En el ejercicio fiscal cerrado el 30 de junio de 2025, EY Abogados alcanzó en España una facturación de 233,1 millones de euros, un 9% más respecto al año anterior. El despacho creció en todas sus magnitudes, incluyendo su plantilla, que ascendió un 6% hasta las 1.282 personas, de las cuales 1.181 son abogados o fee earners. Respecto al número de socios, la cifra alcanza los 107, siendo 38 de ellos, mujeres. Dentro de éstos, 61 son socios de cuota y 46 socios profesionales.
A finales de octubre, Adolfo Zunzunegui asumió la dirección de EY Abogados y, desde entonces, la firma ha trabajado en sentar las bases de una nueva etapa orientada a liderar, no solo adaptarse, a la profunda transformación que vive el sector legal: impacto de la tecnología, nuevas expectativas de talento, cambios en el entorno geopolítico y regulatorio, transformación de los clientes y entrada de nuevos actores.
En palabras de Adolfo Zunzunegui, socio director de EY Abogados, “nuestro compromiso es claro: liderar el cambio. Vamos a combinar crecimiento sostenido con innovación aplicada, excelencia técnica y una cultura de colaboración real con el resto de servicios de EY para generar más valor y mejor experiencia para nuestros clientes. Para ello nos hemos puesto como objetivo alcanzar los 350 millones de euros de facturación y reforzar el equipo hasta 1.400 profesionales y 150 socios.”
Gobierno y ejes transversales
La nueva Comisión Ejecutiva de EY Abogados, compuesta por nueve socios (Adolfo Zunzunegui, Alberto García Valera, Javier Montes, Silvia Bauzá, Araceli Sáenz de Navarrete, Javier Seijo, Simeón García Nieto, Cástor Gárate, Marcos Pérez y Francisco Soler) operará a través de siete ejes transversales para asegurar foco, rigor y ejecución:
1.Desarrollo corporativo. La hoja de ruta de crecimiento contempla operaciones selectivas de incorporación de equipos y socios en todas sus oficinas, priorizando el encaje cultural y la excelencia técnica.

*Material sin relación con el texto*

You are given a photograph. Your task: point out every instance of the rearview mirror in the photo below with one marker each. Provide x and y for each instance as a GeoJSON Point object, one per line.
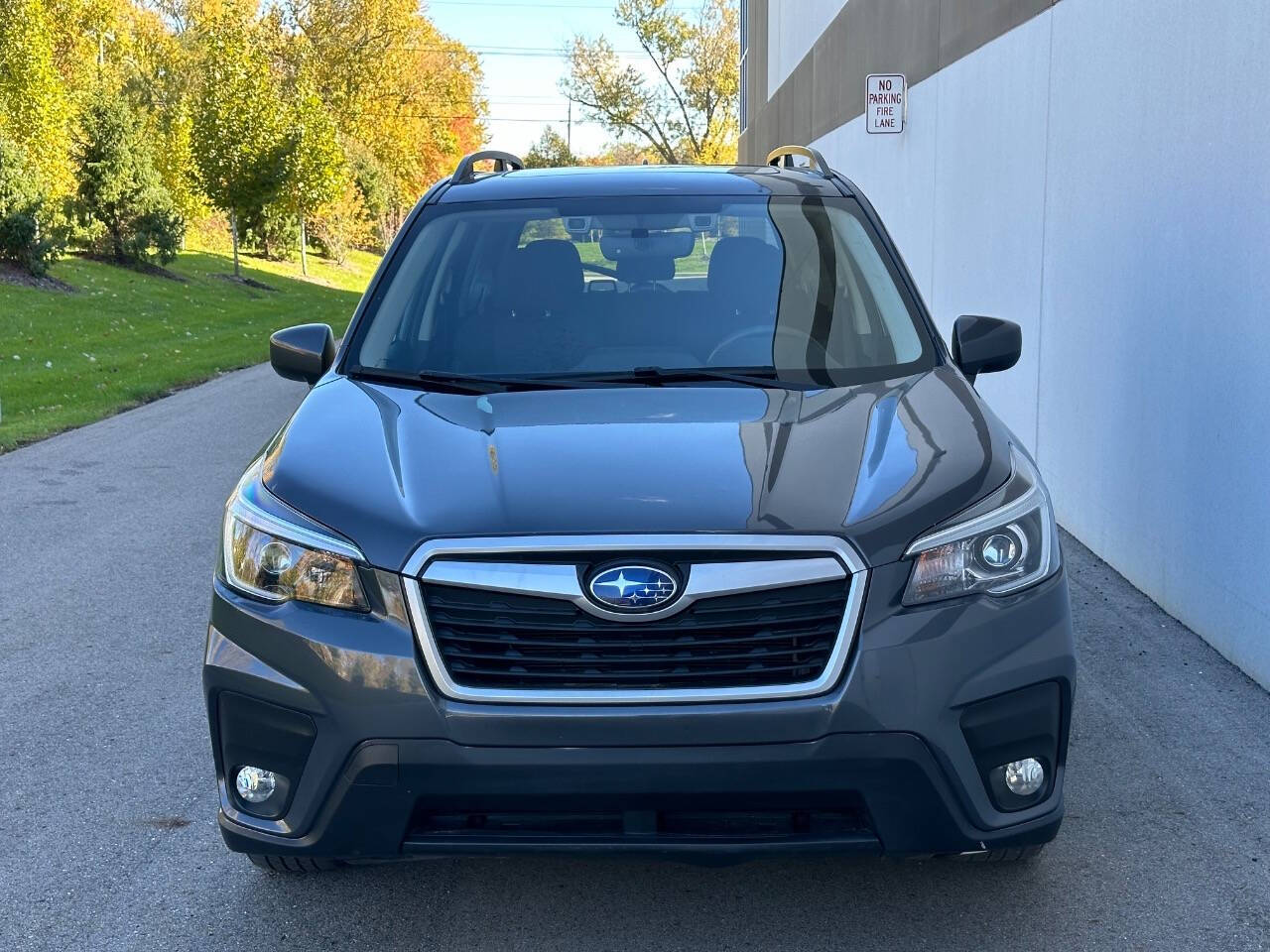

2.Tecnología. EY Abogados aspira a ir más allá de las herramientas actuales del mercado (Legora y Harvey), sobre la base de dos proyectos propios: Minerva, IA de uso interno, y Hermés, una solución para clientes. El objetivo es utilizar la tecnología para amplificar las capacidades del profesional en lugar de reemplazarlas y para elevar el valor añadido de la práctica jurídica, reforzar la calidad, la eficiencia y la seguridad. El juicio experto, el criterio, la creatividad y la relación de confianza se mantendrá en nuestros profesionales.
3.Talento. En línea con la iniciativa de EY a nivel global, se está revisando todo el ciclo de talento (atracción, formación, evaluación y carrera) para alinear expectativas, potenciar el liderazgo y consolidar una propuesta diferencial para juniors, asociados y socios.
4.Gestión financiera. La firma reforzará su orientación a la rentabilidad como pilar de sostenibilidad y calidad.
5.Posicionamiento. EY Abogados redoblará el esfuerzo para explicar mejor su modelo de alta especialización jurídica y su propuesta de valor. La firma reivindica su abogacía de máximo nivel en áreas como transacciones, laboral, fiscal, mercado de capitales, privacidad o real estate. Esta integración con otras líneas de EY aporta soluciones más completas.
6.Clientes y oferta. La combinación de la propuesta de servicios legales con otras capacidades de EY permite a la firma ofrecer propuestas robustas y transversales bajo una misma marca, con sinergias tecnológicas y sectoriales.
7.Integración y colaboración. EY Abogados operará bajo el concepto de firma única, tanto entre oficinas como entre departamentos, para maximizar la colaboración, la calidad y la experiencia del cliente.